Weekly Market Perspectives: Refinancing Risk Pressures Small Caps Amidst Fed Caution

Published: May 13, 2024

While it was a relatively quiet week on the macro front, last week was marked by more earnings announcements and a handful of notable statements from Federal Reserve Governors. Fed members throughout the week continued to reiterate a hawkish tone, emphasizing the importance of closely monitoring inflation pressures and acknowledging that the full impact of tightened policy has yet to materialize. Given that many companies were able to lock in ultra-low interest rates for long periods, the typical lagged effect of monetary policy was pulled even longer. As new refinancing activity occurs, larger interest expense should start to negatively impact corporate earnings, particularly for lower-cap companies. All told, equity markets (as measured by the S&P 500 Index) finished the week 1.9% higher, while the US Aggregate Bond Index traded up 0.1%.

Refinancing Risk: Small Caps Have Larger Share of Debt Due in Next Five Years
Share of Debt Maturities: Russell 2000 Index vs S&P 500 Index

Source: Bloomberg, S&P, Russell. As of May 10, 2024

The lagged effects of the tighter monetary environment are most noticeable down the market cap spectrum. Russell 2000 small cap companies hold a total of $832 billion in debt, of which 75% ($620 billion) needs to be refinanced through 2029. For comparison, companies in the large cap S&P 500 Index have just 50% of debt due by then. As such, small cap companies are trading at a meaningful discount to large cap counterparts—particularly with the risk of a cyclical economic slowdown.

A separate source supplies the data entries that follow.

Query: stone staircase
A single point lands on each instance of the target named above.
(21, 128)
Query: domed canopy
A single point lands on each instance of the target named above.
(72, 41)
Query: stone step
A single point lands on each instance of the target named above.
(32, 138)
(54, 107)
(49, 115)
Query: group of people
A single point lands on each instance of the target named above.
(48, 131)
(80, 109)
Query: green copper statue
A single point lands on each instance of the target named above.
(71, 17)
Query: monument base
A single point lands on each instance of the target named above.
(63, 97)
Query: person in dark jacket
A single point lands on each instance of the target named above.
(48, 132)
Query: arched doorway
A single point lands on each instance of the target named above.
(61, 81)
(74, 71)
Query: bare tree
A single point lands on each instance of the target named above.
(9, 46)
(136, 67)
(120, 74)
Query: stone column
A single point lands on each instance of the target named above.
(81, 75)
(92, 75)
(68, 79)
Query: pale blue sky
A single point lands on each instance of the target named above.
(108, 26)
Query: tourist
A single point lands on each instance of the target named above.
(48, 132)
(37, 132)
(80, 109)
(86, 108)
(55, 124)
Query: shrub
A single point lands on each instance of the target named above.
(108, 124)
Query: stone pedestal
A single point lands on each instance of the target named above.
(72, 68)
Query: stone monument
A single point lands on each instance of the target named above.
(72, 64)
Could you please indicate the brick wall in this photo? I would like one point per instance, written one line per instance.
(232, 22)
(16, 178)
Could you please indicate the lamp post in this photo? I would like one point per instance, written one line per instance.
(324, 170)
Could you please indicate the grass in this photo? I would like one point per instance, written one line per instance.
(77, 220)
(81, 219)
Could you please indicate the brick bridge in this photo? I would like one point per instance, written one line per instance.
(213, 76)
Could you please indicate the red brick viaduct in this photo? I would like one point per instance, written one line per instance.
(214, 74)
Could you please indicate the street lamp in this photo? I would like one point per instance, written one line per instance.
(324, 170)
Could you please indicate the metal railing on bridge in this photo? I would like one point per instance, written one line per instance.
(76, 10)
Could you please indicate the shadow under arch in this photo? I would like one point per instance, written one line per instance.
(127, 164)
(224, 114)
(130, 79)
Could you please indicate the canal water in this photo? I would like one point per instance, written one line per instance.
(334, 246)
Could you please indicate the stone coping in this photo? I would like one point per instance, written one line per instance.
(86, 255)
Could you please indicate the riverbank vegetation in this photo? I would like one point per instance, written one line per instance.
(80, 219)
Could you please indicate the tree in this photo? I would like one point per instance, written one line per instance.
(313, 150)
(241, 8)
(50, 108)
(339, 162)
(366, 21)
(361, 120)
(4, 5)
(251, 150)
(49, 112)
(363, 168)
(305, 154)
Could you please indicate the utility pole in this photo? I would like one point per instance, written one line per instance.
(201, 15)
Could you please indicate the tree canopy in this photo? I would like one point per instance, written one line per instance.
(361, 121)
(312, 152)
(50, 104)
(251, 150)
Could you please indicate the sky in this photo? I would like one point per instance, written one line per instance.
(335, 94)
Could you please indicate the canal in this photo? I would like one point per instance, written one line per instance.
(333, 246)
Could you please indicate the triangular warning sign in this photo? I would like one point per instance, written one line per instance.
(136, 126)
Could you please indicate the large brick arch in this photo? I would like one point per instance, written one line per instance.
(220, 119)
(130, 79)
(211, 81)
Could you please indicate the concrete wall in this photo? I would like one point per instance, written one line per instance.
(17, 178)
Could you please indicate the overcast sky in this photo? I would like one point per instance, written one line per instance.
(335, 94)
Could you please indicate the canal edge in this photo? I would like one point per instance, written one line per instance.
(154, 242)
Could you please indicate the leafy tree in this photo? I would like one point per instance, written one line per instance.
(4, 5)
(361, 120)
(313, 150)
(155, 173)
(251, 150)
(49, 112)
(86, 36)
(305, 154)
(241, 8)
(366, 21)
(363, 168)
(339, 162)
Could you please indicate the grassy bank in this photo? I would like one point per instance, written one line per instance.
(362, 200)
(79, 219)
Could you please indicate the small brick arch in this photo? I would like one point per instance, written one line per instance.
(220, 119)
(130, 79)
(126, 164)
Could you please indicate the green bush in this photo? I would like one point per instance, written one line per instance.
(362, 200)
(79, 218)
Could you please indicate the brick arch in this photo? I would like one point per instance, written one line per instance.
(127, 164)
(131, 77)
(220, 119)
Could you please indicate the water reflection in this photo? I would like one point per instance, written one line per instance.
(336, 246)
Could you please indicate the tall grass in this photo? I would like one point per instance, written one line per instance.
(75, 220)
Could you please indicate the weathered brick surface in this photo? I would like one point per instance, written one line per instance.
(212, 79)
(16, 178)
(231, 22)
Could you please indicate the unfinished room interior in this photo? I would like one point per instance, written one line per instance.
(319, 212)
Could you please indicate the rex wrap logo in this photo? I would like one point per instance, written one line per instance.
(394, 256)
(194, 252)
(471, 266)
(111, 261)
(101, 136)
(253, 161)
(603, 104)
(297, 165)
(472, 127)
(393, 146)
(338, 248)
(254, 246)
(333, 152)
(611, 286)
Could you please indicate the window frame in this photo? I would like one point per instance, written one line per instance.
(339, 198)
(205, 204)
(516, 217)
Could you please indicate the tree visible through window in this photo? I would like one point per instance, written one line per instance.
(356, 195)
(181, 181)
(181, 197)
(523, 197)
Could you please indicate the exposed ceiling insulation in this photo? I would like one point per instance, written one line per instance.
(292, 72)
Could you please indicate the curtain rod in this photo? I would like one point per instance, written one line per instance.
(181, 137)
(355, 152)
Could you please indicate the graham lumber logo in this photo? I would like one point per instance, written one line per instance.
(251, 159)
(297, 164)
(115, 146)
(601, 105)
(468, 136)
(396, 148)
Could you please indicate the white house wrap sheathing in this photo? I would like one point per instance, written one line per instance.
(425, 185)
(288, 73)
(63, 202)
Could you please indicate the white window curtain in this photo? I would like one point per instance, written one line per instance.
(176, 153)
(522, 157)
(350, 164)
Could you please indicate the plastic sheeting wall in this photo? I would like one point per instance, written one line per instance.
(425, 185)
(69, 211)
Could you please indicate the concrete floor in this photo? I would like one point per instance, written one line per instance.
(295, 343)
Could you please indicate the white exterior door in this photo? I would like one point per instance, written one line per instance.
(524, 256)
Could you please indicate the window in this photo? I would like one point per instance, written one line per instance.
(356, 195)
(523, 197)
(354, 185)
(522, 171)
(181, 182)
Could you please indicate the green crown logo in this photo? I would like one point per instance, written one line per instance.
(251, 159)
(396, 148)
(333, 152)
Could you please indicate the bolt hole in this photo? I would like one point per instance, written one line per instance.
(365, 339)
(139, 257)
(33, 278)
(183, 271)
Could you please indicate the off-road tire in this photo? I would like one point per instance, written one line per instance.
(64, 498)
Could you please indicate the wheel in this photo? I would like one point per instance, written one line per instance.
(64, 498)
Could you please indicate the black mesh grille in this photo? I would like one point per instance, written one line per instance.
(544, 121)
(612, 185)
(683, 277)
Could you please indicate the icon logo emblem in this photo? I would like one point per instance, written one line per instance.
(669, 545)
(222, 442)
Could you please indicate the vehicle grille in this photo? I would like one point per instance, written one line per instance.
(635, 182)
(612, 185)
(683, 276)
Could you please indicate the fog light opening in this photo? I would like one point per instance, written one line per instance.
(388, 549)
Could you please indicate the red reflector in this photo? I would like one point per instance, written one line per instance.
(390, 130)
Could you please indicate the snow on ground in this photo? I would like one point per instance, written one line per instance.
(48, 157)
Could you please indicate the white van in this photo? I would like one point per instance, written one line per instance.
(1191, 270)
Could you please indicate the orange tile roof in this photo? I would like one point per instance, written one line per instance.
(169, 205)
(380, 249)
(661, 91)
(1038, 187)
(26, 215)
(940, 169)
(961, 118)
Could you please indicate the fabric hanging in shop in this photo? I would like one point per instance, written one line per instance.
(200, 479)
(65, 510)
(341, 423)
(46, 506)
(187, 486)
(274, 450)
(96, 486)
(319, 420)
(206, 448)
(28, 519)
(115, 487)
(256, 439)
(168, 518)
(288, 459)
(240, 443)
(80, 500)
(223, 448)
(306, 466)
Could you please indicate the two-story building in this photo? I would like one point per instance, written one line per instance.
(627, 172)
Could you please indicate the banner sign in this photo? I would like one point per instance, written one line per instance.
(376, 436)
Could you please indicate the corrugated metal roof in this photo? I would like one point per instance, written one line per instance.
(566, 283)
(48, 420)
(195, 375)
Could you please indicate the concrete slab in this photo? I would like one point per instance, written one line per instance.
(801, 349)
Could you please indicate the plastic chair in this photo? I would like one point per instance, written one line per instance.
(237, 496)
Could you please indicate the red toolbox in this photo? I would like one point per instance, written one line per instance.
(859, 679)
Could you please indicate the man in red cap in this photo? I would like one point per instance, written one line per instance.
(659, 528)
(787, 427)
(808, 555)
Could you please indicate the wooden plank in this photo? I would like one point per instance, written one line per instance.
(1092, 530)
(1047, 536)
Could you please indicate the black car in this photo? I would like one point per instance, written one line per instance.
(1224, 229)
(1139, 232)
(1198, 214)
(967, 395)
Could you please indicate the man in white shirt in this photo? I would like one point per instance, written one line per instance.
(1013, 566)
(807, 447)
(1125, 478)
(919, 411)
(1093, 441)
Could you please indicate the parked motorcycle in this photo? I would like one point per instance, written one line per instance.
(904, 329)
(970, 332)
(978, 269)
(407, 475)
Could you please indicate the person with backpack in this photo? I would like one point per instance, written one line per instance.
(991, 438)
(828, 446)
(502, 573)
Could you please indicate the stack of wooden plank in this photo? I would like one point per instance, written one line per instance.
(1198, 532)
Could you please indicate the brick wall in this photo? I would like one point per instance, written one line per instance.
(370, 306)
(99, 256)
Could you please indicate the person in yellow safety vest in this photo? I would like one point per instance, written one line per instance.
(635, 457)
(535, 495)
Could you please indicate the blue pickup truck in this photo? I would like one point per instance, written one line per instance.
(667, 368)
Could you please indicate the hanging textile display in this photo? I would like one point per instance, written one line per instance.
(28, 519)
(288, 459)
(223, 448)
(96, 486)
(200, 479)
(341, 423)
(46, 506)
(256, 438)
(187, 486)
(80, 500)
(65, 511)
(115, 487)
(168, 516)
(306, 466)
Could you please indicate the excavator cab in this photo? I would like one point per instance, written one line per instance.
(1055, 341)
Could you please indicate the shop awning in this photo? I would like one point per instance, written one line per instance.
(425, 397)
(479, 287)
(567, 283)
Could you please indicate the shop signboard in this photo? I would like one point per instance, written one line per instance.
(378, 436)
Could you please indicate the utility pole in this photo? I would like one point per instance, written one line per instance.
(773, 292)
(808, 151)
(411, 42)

Small-Cap Valuations Are Historically Low
Price to Sales: Russell 2000 Index vs S&P 500 Index

Source: Bloomberg, S&P, Russell. As of May 10, 2024

Speaking of earnings season, Q1 is coming to a close with 91% of S&P 500 companies now reported, although a few notable stragglers—namely Nvidia, Home Depot, and Walmart—will be reporting in the coming weeks. The corporate sector remains healthy, with earnings growing at a 7.1% annualized rate. Still, management teams have indicated a difficult operating environment is expected going forward. Analyst expectations suggest the Magnificent Seven stocks will slow its revenue and earnings growth while the rest of the S&P accelerates through 2024. Right now, the earnings growth story remains intact, but there are notable risks on the horizon.